Why aren't all new transactions in the new sheet?
Because sheets have a limit in size. If there are too many transactions to be included, a selection must be made. The winner of the lottery is free to choose which transactions he wants to include in the new sheet. You know, we should start calling these sheets blocks, that's their real names.
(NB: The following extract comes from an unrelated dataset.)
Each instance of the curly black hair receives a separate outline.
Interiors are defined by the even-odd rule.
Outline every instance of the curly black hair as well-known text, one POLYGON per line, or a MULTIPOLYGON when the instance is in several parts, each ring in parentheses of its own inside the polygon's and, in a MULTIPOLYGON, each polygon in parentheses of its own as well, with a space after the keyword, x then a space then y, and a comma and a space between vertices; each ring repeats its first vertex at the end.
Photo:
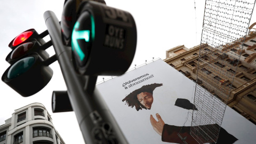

Can't we bribe the lottery winner?
Bribery? What do they teach you in school nowadays?
Actually, we can, and it's quite easy. When you define a transaction, you can define your output inferior to your input. This way, you are telling the lottery winner he can keep the difference. Of course, lottery winners will choose those transactions with a higher difference.
How are new bitcoins generated?
In this 10 minute lottery. The winner also gains some bitcoins as a prize, and this it's the only way new bitcoins are born.
So, every 10 minutes some bitcoins are born?
Yes. It’s called the block subsidy, and these new bitcoins belong to the lottery winner. When Bitcoin started, the block subsidy was 50 bitcoins. Every 210.000 blocks (more or less 4 years) this block subsidy is cut in half. Nowadays the block subsidy is 6.25 bitcoins, and in 2024 it will be cut to 3.125 bitcoins.
So, how many bitcoins will ever be generated?
Almost 21 millions.
That’s it? 21 millions?
Yes, 21 millions in round numbers, no more no less.
And why 21 million?
Nobody knows. Satoshi Nakamoto, the guy who invented this, decided it. It was easy to get any other number. If for instance he wanted to be 42 millions, all was needed was to start with a block subsidy of 100 bitcoins instead of 50. Or if he wanted it to be 16 millions, just halved the block subsidy every 160.000 blocks instead of 210.000. The truth is, nobody really knows.
Can’t we ask him?
Nopes. He disappeared shortly after announcing Bitcoin.